C’est en tout quelque 700 millions de dollars US, qui seront réinvestis dans la santé publique, l’éducation et les infrastructures (routes, alimentation en eau potable et en électricité), que la Banque fédérale nigériane devrait bientôt encaisser au profit des populations pauvres et rurales. Voilà de quoi troubler le sommeil de bien de nos gouvernants dont le sport favori est le détournement de fonds publics vers des banques extérieures.

En Afrique, c’est devenu une tradition, toute personne ayant acquis la moindre parcelle de pouvoir songe à se rassasier et à assurer ses arrières avant de s’occuper de ce pourquoi elle a été élue, ou portée au pouvoir par les armes. Et l’exemple vient toujours d’en haut, où l’aide au développement et les marchés publics sont des moyens de s’enrichir à moindres frais et d’affamer les populations. Le Quid nous renseigne que sur notre continent, à la fin des années 80, 10 à 15% des pots-de-vin prélevés sur les marchés publics ont été directement versés dans des comptes en Europe ou ailleurs dans des paradis fiscaux.

A titre illustratif, la fortune personnelle du président Mobutu Sesse Seko, de son vivant, équivalait à la dette extérieure du Zaïre (aujourd’hui République démocratique du Congo), soit 5 à 8 milliards de dollars US. Moussa Traoré du Mali, avant d’être renversé par Amadou Toumani Touré, avait, lui, détourné 2 milliards de dollars US, le montant de la dette extérieure du pays, là aussi. En Algérie, les-dessous-de-table perçus en dix ans par des responsables du secteur public ont été évalués par un ancien ministre à 26 milliards de dollars US.
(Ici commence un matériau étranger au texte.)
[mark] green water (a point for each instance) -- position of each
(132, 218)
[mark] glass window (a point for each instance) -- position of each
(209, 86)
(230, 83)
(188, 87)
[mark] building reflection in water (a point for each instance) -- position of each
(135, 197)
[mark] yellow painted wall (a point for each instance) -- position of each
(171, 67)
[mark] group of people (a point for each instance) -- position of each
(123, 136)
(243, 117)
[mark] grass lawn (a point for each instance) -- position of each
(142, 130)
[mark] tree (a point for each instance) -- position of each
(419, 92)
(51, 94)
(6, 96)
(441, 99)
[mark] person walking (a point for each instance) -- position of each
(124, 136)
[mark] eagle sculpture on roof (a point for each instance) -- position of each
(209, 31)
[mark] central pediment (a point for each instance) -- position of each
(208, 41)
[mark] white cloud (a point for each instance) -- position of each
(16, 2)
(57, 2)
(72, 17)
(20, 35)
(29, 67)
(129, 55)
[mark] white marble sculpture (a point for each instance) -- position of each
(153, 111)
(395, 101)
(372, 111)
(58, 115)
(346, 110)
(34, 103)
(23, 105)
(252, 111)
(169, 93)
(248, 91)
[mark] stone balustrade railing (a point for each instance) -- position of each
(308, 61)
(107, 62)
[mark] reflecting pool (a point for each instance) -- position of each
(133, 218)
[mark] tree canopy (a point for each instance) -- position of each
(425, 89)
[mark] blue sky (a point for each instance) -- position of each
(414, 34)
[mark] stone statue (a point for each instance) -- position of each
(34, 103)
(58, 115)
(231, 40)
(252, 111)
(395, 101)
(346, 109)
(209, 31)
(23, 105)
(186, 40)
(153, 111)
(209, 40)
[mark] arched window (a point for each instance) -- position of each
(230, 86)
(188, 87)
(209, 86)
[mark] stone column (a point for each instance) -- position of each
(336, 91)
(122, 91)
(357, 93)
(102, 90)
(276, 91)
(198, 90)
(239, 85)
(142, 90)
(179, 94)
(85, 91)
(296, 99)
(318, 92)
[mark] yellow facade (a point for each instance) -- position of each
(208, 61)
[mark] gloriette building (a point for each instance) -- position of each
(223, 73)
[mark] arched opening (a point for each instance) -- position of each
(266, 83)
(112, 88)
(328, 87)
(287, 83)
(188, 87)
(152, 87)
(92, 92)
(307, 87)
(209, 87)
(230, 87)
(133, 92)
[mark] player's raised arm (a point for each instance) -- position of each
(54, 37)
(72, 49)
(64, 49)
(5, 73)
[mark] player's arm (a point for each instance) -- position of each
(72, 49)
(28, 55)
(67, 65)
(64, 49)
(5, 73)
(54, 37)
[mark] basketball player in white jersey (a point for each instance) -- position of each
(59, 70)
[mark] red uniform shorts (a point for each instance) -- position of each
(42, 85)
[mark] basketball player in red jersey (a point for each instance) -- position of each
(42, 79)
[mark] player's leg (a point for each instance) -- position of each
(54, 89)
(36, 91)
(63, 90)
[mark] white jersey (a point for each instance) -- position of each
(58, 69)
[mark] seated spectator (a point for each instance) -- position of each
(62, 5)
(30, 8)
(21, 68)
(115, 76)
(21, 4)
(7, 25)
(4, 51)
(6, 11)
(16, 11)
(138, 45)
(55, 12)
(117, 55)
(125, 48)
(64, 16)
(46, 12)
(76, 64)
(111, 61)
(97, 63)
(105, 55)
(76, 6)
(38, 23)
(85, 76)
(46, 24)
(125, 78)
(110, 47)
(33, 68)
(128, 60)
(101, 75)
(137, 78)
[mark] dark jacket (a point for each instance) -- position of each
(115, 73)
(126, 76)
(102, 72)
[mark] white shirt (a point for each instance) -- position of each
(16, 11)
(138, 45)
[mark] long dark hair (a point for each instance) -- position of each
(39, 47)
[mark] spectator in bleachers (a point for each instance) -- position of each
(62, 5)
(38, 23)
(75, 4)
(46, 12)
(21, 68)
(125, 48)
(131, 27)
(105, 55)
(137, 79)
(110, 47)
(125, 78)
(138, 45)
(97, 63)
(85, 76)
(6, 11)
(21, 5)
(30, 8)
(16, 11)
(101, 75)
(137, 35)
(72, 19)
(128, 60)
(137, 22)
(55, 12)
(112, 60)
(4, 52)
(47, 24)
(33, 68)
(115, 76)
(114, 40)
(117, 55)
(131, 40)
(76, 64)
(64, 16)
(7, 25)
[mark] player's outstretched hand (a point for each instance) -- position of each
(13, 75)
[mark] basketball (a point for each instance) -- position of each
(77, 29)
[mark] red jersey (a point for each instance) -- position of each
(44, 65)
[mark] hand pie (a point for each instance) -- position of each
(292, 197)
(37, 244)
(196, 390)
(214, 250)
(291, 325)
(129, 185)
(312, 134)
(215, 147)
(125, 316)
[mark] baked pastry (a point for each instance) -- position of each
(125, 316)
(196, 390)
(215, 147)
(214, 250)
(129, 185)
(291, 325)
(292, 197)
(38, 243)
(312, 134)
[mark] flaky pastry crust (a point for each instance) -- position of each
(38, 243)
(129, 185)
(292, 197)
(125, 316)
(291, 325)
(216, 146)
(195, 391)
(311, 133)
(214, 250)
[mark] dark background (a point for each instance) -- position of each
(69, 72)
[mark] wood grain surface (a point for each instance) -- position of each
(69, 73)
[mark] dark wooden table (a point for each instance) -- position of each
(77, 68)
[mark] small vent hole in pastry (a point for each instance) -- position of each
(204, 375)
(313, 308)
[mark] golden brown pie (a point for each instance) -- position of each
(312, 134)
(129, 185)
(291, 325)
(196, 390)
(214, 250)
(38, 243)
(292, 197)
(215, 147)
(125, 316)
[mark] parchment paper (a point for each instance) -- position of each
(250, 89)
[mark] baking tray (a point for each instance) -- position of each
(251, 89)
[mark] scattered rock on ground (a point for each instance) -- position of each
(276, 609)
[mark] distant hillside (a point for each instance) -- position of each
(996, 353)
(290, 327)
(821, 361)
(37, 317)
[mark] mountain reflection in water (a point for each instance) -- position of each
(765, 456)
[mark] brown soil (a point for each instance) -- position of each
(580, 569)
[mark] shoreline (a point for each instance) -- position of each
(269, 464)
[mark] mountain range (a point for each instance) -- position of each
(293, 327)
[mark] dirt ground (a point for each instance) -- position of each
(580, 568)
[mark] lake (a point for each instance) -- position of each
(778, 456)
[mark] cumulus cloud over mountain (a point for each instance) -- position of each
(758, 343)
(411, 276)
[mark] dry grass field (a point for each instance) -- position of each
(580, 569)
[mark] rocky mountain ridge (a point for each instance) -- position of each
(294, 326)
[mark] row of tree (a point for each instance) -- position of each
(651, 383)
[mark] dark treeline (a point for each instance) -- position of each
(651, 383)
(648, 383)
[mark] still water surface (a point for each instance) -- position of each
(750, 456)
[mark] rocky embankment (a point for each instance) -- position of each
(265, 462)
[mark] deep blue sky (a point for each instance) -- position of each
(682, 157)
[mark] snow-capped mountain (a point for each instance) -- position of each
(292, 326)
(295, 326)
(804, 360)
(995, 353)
Plus loin de nous, en Iraq, la famille de Saddam Hussein prélevait 5% sur les contrats pétroliers du pays. Et que dire des prouesses en la matière des Jean Bedel Bokassa de Centrafrique, Idi Amin Dada d’Ouganda, Mengustu Hailé Mariam d’Ethiopie, Ferdinand Marcos des Philippines, Duvalier de Haïti, et autre Charles Taylor du Liberia, qui vit de nos jours d’un exil doré à Calabar au Nigeria ? L’ensemble des patrimoines occultes des pays en voie de développement (PVD) était évalué en 1989, il y a quinze ans de cela donc, à 1000 milliards de dollars US, sans compter les bijoux, l’or et les œuvres d’art qui ornent les salons de nos premières dames.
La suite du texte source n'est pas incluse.